Wang Yun, Pandolfi Michelle M, Fine Jonathan, Metersky Mark L, Wang Changqin, Ho Shih-Yieh, Galusha Deron, Nuti Sudhakar V, Murugiah Karthik, Spenard Ann, Elwell Timothy, Krumholz Harlan M
Department of Biostatistics, Harvard T.H. Chan School of Public Health, Boston, Massachusetts, United States of America; Center for Outcomes Research and Evaluation, Yale-New Haven Hospital, New Haven, Connecticut, United States of America.
Qualidigm, Wethersfield, Connecticut, United States of America.
Home Health Care Manag Pract. 2016 Nov;28(4):201-208. doi: 10.1177/1084822316639032. Epub 2016 Apr 7.
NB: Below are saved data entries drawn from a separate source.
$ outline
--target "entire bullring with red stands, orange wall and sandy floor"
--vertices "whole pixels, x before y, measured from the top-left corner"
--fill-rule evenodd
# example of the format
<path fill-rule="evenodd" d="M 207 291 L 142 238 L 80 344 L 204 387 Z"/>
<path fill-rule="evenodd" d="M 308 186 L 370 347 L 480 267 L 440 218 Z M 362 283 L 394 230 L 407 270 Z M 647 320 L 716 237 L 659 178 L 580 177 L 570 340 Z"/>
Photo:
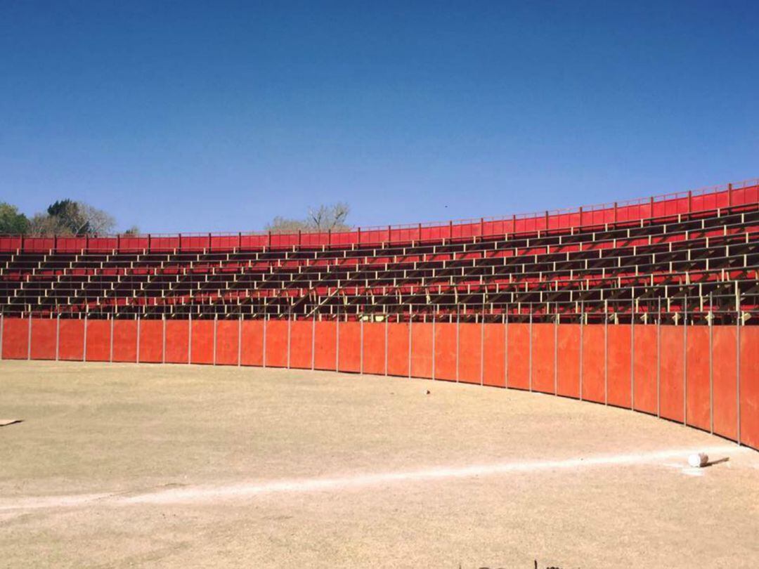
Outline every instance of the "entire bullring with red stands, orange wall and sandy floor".
<path fill-rule="evenodd" d="M 0 564 L 752 567 L 757 235 L 750 181 L 0 237 Z"/>

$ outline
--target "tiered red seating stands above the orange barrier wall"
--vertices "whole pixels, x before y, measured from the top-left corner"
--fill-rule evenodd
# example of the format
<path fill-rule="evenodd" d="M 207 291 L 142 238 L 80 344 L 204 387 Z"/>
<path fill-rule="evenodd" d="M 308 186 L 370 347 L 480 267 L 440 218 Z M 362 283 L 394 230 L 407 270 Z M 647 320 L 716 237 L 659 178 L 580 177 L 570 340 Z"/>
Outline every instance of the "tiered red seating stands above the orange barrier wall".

We evaluated whether community-level home health agencies and nursing home performance is associated with community-level hospital 30-day all-cause risk-standardized readmission rates for Medicare patients used data from the Centers for Medicare & Medicaid Service from 2010 to 2012. Our final sample included 2,855 communities that covered 4,140 hospitals with 6,751,713 patients, 13,060 nursing homes with 1,250,648 residents, and 7,613 home health agencies providing services to 35,660 zipcodes. Based on a mixed effect model, we found that increasing nursing home performance by one star for all of its 4 measures and home health performance by 10 points for all of its 6 measures is associated with decreases of 0.25% (95% CI 0.17-0.34) and 0.60% (95% CI 0.33-0.83), respectively, in community-level risk-standardized readmission rates.
我们利用2010年至2012年医疗保险和医疗补助服务中心的数据,评估了社区层面的家庭健康机构和养老院的绩效是否与医疗保险患者的社区层面医院30天全因风险标准化再入院率相关。我们的最终样本包括2855个社区,覆盖4140家医院的6751713名患者、13060家养老院的1250648名居民,以及7613家为35660个邮政编码区域提供服务的家庭健康机构。基于混合效应模型,我们发现,养老院的4项指标每项提高一星,家庭健康机构的6项指标每项提高10分,分别会使社区层面风险标准化再入院率降低0.25%(95%置信区间0.17 - 0.34)和0.60%(95%置信区间0.33 - 0.83)。